Merge dataframes via columnwise in a directory with common columns

Question

I'm trying to merge multiple .txt files in a directory specifically merging on one of the common column X found in dataframes.

import pandas as pd

  df1 = pd.DataFrame({'X': ['X0', 'X1', 'X2', 'X3'],
       ...:                     'B': ['B0', 'B1', 'B2', 'B3'],
       ...:                     'C': ['C0', 'C1', 'C2', 'C3'],
       ...:                     'D': ['D0', 'D1', 'D2', 'D3']})


 df2 = pd.DataFrame({'X': ['X0', 'X1', 'X2', 'X3'],
   ...:                     'G': ['G0', 'G1', 'G2', 'G3'],
   ...:                     'H': ['H0', 'H1', 'H2', 'H3'],
   ...:                     'J': ['J0', 'J1', 'J2', 'J3']})

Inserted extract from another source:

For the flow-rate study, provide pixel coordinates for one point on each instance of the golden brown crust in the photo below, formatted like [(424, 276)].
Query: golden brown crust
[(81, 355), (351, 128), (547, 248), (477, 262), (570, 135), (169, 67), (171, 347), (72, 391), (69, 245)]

by following previous this post Pandas Merging 101 and this https://pandas.pydata.org/pandas-docs/stable/user_guide/merging.html

I tried

data = pd.DataFrame()
for file in glob.iglob(filepath + '/*.txt', recursive=True):

    print(file)

    df=pd.read_csv(file, sep ='\t',header=0, skiprows=0, skipfooter=0, na_values=(""," ","NA"))
    data=pd.concat([data,df])

data_merge = pd.merge(data,on='X',how='inner')

but I got

TypeError: merge() missing 1 required positional argument: 'right'

How can I join two datafame by common X column?

the expected output

Thanks.

you can use `pd.merge` either with: `df1.merge(df2, on='X')`, or `pd.merge(df1, df2, on='X')`, they're the same thing — Dan, Feb 06 '20 at 15:58

Quang Hoang · Accepted Answer · 2020-02-06T16:04:43.317

3

concat is enough, you don't need merge. Do data = [], read the files in to dataframes, append them to data and concat once:

data = []
for file in glob.iglob(filepath + '/*.txt', recursive=True):

    print(file)

    df=pd.read_csv(file, sep ='\t',header=0, skiprows=0, skipfooter=0, na_values=(""," ","NA"))
    data.append(df.set_index('X'))

data_merge = pd.concat(data, axis=1)

This assumes that your X columns do not contain duplicates in all the dataframes. Otherwise, you need to do iterative merge inside the for loop without concat, somthing like:

final_df = None
for file in glob.iglob(filepath + '/*.txt', recursive=True):

    print(file)

    df=pd.read_csv(file, sep ='\t',header=0, skiprows=0, skipfooter=0, na_values=(""," ","NA"))
    if final_df is not None:
        final_df = final_df.merge(df, on='X', how='outer')
    else: 
        final_df = df

edited Feb 06 '20 at 16:04

answered Feb 06 '20 at 15:59

Quang Hoang

146,074
10
56
74

What if I have multiple common columns like ['Z', 'Q', 'W'] – Alexander Feb 06 '20 at 16:00
and `merge` is more way flexible than `concat` in terms of join options. – Alexander Feb 06 '20 at 16:01
1

`set_index(['Z','Q','W'])` instead of `set_index('X')`. You can also pass `index_cols=['Z','Q','W']` to `read_csv` and forget about `set_index`. – Quang Hoang Feb 06 '20 at 16:02
what does `if final_df is not None:` do here ? checkign the data file is emtpy or not ? – Alexander Feb 06 '20 at 16:15
It checks if this is the first file or not. You can also do `final_df = pd.DataFrame(columns='X')` and get rid of that `if` check. – Quang Hoang Feb 06 '20 at 16:17
Thanks! This is great! – Alexander Feb 06 '20 at 16:24

sawezo · Answer 2 · 2020-02-06T16:16:31.233

1

You aren't including the right dataframe to merge on, as in you are only giving the merge call a single dataframe when it needs both. Try: pd.merge(df1, df2, on="X")

Edit:

dataframe_list = []
for file in glob.iglob(filepath + '/*.txt', recursive=True):

    print(file)

    data=pd.read_csv(file, sep ='\t',header=0, skiprows=0, skipfooter=0, na_values=(""," ","NA"))
    dataframe_list.append(data)

data_merge = pd.merge(dataframe_list[0], dataframe_list[1], on='X',how='inner')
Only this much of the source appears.